3. Ob der begehrten Rückführung auch Art. 13 HKÜ entgegen stünde, weil den beiden Mädchen nach dem Vorbringen der Kindesmutter, dem der Antragsteller nicht ernsthaft entgegengetreten ist, bei einer Rückkehr zum Kindesvater die Gefahr einer Genitalverstümmelung in Afrika droht (vgl. BGH, Beschluss vom 15.12.2004 – XII ZB 166/03, in: FamRZ 2005, 672 ff. zu sorgerechtlichen Konsequenzen), bedarf nach dem Vorstehenden ebenfalls keiner abschließenden Beurteilung.
4. Da die Kindesmutter in erster Instanz in ihrem Schriftsatz vom 01.12.2020 erklärt hat, einem betreuten Umgang des Kindesvaters mit den Kindern in Deutschland zuzustimmen, wäre ein begleiteter Umgang des Antragstellers mit seinen Kindern in Deutschland mit Hilfe des Jugendamts zu bewerkstelligen.

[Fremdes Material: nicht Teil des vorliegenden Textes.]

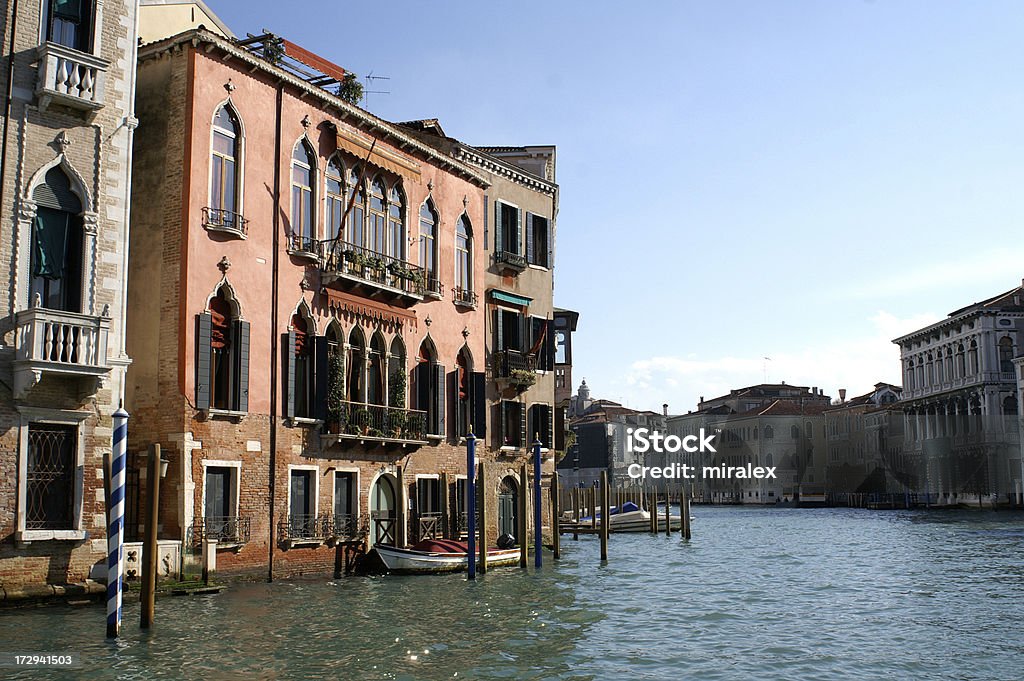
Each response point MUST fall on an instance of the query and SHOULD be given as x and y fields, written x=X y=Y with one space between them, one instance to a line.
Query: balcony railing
x=218 y=219
x=363 y=421
x=70 y=78
x=507 y=362
x=513 y=260
x=464 y=297
x=363 y=265
x=58 y=342
x=230 y=529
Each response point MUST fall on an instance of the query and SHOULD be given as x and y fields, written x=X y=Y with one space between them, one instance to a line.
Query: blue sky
x=800 y=180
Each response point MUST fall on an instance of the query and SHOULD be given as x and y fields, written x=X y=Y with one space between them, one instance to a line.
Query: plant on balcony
x=522 y=378
x=335 y=390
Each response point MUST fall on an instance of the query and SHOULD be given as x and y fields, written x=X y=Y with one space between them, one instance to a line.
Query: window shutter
x=478 y=395
x=290 y=374
x=549 y=343
x=529 y=239
x=523 y=441
x=550 y=439
x=203 y=360
x=498 y=226
x=499 y=331
x=242 y=366
x=322 y=373
x=518 y=231
x=559 y=425
x=439 y=398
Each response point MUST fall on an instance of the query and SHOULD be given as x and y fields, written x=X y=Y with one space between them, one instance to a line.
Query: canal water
x=757 y=593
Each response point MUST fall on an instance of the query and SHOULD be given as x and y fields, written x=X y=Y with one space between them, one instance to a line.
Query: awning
x=382 y=157
x=509 y=298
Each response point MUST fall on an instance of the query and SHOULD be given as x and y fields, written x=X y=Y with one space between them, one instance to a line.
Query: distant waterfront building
x=70 y=75
x=764 y=425
x=962 y=397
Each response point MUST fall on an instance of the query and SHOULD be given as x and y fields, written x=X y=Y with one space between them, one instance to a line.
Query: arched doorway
x=384 y=510
x=508 y=507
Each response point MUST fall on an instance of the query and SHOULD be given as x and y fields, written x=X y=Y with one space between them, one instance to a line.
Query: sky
x=750 y=190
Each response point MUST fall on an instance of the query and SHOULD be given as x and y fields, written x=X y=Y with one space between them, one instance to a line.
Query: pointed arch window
x=224 y=211
x=428 y=246
x=464 y=262
x=303 y=218
x=69 y=23
x=335 y=205
x=221 y=356
x=395 y=223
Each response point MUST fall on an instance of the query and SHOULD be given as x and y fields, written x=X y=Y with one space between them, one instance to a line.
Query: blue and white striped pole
x=115 y=522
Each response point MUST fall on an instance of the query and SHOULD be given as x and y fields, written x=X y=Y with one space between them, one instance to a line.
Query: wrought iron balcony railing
x=224 y=528
x=378 y=422
x=465 y=297
x=506 y=362
x=510 y=259
x=58 y=342
x=361 y=265
x=70 y=78
x=219 y=219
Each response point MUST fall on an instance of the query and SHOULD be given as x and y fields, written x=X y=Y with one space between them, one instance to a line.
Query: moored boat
x=438 y=556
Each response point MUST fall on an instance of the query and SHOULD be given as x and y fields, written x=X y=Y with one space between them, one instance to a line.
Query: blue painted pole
x=471 y=502
x=537 y=503
x=115 y=522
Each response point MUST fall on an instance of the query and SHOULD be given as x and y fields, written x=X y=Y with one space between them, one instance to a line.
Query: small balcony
x=509 y=260
x=374 y=274
x=49 y=341
x=377 y=424
x=228 y=530
x=229 y=222
x=70 y=78
x=464 y=297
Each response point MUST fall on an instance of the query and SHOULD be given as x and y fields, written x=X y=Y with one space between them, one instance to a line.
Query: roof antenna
x=366 y=88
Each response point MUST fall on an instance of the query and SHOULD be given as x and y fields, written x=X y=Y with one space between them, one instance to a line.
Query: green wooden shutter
x=290 y=375
x=203 y=324
x=242 y=366
x=478 y=395
x=322 y=380
x=529 y=239
x=439 y=398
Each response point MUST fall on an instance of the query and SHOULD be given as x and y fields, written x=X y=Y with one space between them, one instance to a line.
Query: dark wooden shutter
x=529 y=238
x=322 y=379
x=498 y=226
x=559 y=425
x=203 y=323
x=439 y=398
x=242 y=366
x=290 y=374
x=422 y=376
x=478 y=394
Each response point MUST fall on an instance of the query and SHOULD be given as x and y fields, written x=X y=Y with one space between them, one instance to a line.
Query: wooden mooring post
x=604 y=515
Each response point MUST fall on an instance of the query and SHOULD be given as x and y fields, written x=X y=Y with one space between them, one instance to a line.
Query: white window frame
x=236 y=481
x=30 y=415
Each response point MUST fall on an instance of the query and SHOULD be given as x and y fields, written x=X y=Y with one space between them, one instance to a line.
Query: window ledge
x=52 y=535
x=225 y=414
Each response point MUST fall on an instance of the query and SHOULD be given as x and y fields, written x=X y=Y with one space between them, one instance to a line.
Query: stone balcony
x=70 y=78
x=59 y=343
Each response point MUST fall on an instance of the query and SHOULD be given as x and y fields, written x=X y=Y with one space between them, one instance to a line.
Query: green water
x=758 y=593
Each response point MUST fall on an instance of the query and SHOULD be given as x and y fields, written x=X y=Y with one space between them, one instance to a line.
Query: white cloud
x=852 y=363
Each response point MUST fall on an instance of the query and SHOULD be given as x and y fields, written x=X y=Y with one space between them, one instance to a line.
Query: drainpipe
x=8 y=96
x=273 y=322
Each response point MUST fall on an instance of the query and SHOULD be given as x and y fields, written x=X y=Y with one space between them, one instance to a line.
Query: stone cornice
x=350 y=114
x=492 y=164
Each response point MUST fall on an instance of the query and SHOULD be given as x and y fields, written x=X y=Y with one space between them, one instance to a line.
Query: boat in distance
x=438 y=555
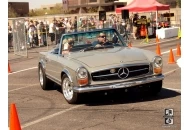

Eine gerichtliche Anordnung scheidet mit Beendigung des Beschwerdeverfahrens durch vorliegenden (unanfechtbaren) Beschluss jedenfalls aus.
5. Der Durchführung einer mündlichen Verhandlung bedarf es im Beschwerdeverfahren gemäß § 68 Abs. 3 Satz 2 FamFG nicht, weil damit kein Erkenntnisgewinn für die entscheidungserheblichen (Rechts-)Fragen verbunden wäre. Die Einholung von Stellungnahmen der weiteren Beteiligten zu dem Beschwerdevorbringen ist ebenfalls nicht veranlasst, da sich dieses auf die bereits erstinstanzlich kontrovers diskutierte Frage des genauen Zeitpunkts der Ausreise beschränkt, ohne insoweit neue Erkenntnisse vorzubringen. Eine erneute gerichtliche Anhörung der betroffenen Kinder, die vor Kurzem bereits durch das Amtsgericht erfolgt und deren Ergebnis im Sitzungsprotokoll vom 07.01.2020 niedergelegt ist (Bl. 123/123 R d.A.), ist ebenfalls nicht geboten.
III.
Die Kostenentscheidung folgt aus § 84 FamFG.
Die vorliegende Entscheidung ist unanfechtbar (§ 40 Abs. 2 Satz 4 IntFamRVG).
IV.
Da die Beschwerde des Antragstellers keinen Erfolg hat, war auch der von ihm für das Beschwerdeverfahren gestellte Verfahrenskostenhilfeantrag zurückzuweisen.